In this talk we will focus on the high dimensional linear regression problem. The goal is to recover a hidden k-sparse binary vector \beta under n noisy linear observations Y=X\beta+W where X is an n \times p matrix with iid N(0,1) entries and W is an n-dimensional vector with iid N(0,\sigma^2) entries. In the literature of the problem, an apparent asymptotic gap is observed between the optimal sample size for information-theoretic recovery, call it n*, and for computationally efficient recovery, call it n_alg.
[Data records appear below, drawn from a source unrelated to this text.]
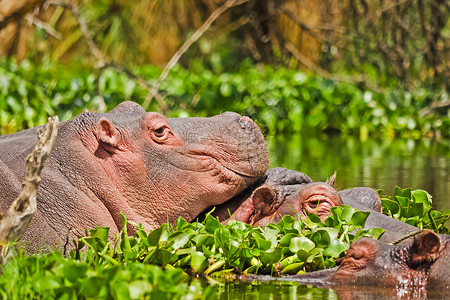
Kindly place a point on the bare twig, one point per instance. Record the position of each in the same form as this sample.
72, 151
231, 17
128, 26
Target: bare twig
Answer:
22, 210
12, 11
42, 25
200, 31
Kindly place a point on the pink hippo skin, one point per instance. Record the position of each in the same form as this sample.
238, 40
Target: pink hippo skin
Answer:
151, 168
283, 192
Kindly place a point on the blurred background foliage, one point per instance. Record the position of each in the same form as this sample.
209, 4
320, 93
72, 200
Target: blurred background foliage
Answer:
355, 67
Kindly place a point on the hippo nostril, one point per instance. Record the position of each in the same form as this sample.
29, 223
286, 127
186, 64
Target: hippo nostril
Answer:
245, 123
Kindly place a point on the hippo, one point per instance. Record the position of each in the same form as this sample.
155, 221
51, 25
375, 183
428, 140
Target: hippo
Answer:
128, 160
423, 262
289, 192
283, 192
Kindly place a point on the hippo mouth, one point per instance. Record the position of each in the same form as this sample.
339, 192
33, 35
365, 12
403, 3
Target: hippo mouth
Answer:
214, 162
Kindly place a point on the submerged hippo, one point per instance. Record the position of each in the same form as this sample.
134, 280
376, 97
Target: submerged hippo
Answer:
288, 192
151, 168
422, 262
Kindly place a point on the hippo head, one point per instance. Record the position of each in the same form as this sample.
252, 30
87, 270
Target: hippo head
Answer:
283, 192
271, 204
418, 264
166, 168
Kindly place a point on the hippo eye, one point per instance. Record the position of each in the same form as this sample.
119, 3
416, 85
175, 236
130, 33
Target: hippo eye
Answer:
159, 132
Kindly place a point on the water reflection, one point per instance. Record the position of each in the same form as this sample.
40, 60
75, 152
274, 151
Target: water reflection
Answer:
375, 163
273, 290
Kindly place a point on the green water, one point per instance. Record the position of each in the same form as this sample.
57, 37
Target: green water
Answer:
373, 163
378, 164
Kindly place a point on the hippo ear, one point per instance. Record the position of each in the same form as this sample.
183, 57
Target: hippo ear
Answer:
332, 180
263, 199
108, 134
425, 248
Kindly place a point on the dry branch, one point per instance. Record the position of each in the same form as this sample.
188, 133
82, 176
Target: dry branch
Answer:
22, 210
198, 33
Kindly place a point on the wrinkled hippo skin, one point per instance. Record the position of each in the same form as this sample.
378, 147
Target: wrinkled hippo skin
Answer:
422, 262
152, 168
288, 192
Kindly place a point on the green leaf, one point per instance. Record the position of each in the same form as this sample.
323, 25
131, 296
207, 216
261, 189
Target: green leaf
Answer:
155, 235
179, 239
199, 262
271, 257
359, 218
301, 243
293, 268
335, 248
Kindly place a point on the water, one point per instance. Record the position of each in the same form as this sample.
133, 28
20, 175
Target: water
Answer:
373, 163
378, 164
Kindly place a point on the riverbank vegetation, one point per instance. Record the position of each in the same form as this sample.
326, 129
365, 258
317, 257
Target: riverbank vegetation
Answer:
281, 100
351, 68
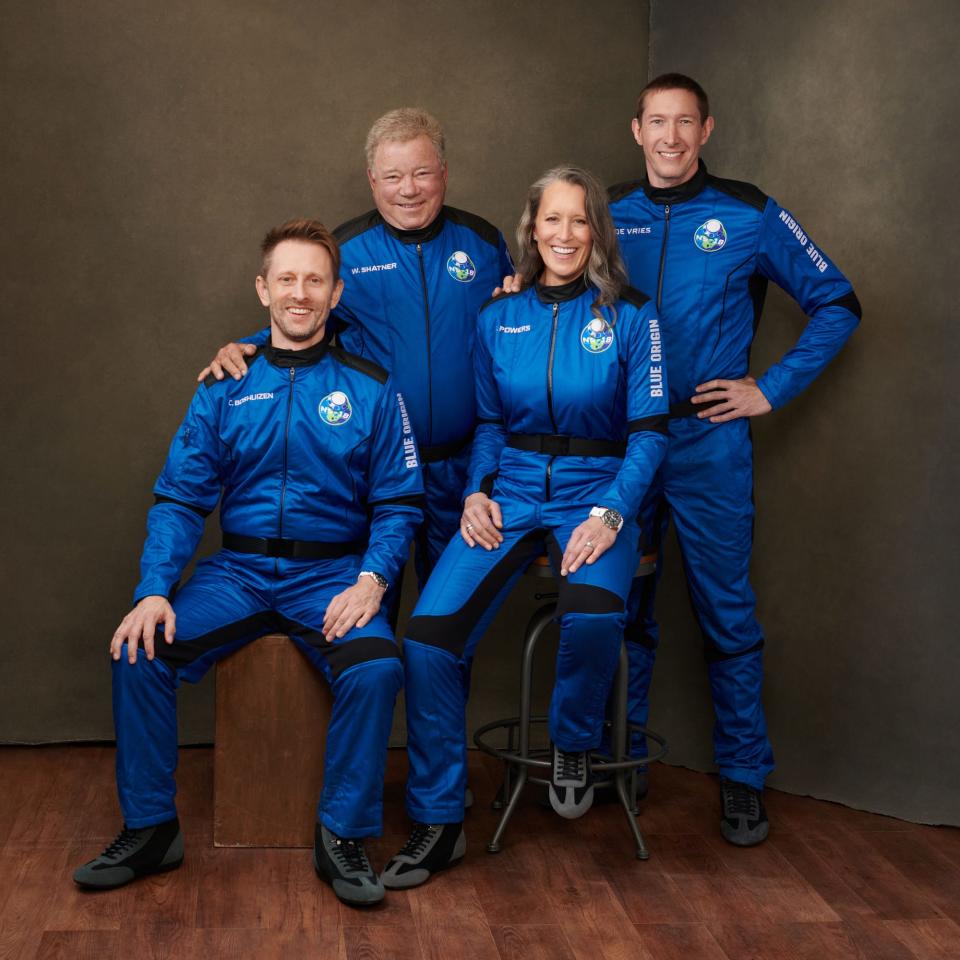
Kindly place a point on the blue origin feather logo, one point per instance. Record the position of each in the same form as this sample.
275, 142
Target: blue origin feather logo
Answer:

We will discuss several new contributions on studying this gap. We first identify tightly the information limit of the problem using a novel analysis of the Maximum Likelihood Estimator (MLE) performance. Furthermore, we establish that the algorithmic barrier n_alg coincides with the phase transition point for the appearance of a certain Overlap Gap Property (OGP) over the space of k-sparse binary vectors. The presence of such an Overlap Gap Property phase transition, which originates in spin glass theory, is known to provide evidence of an algorithmic hardness. Finally, we show that in the extreme case where the noise level is zero, i.e. \sigma=0, the computational-statistical gap closes by proposing an optimal polynomial-time algorithm using the Lenstra-Lenstra-Lov\'asz lattice basis reduction algorithm.
This is joint work with David Gamarnik.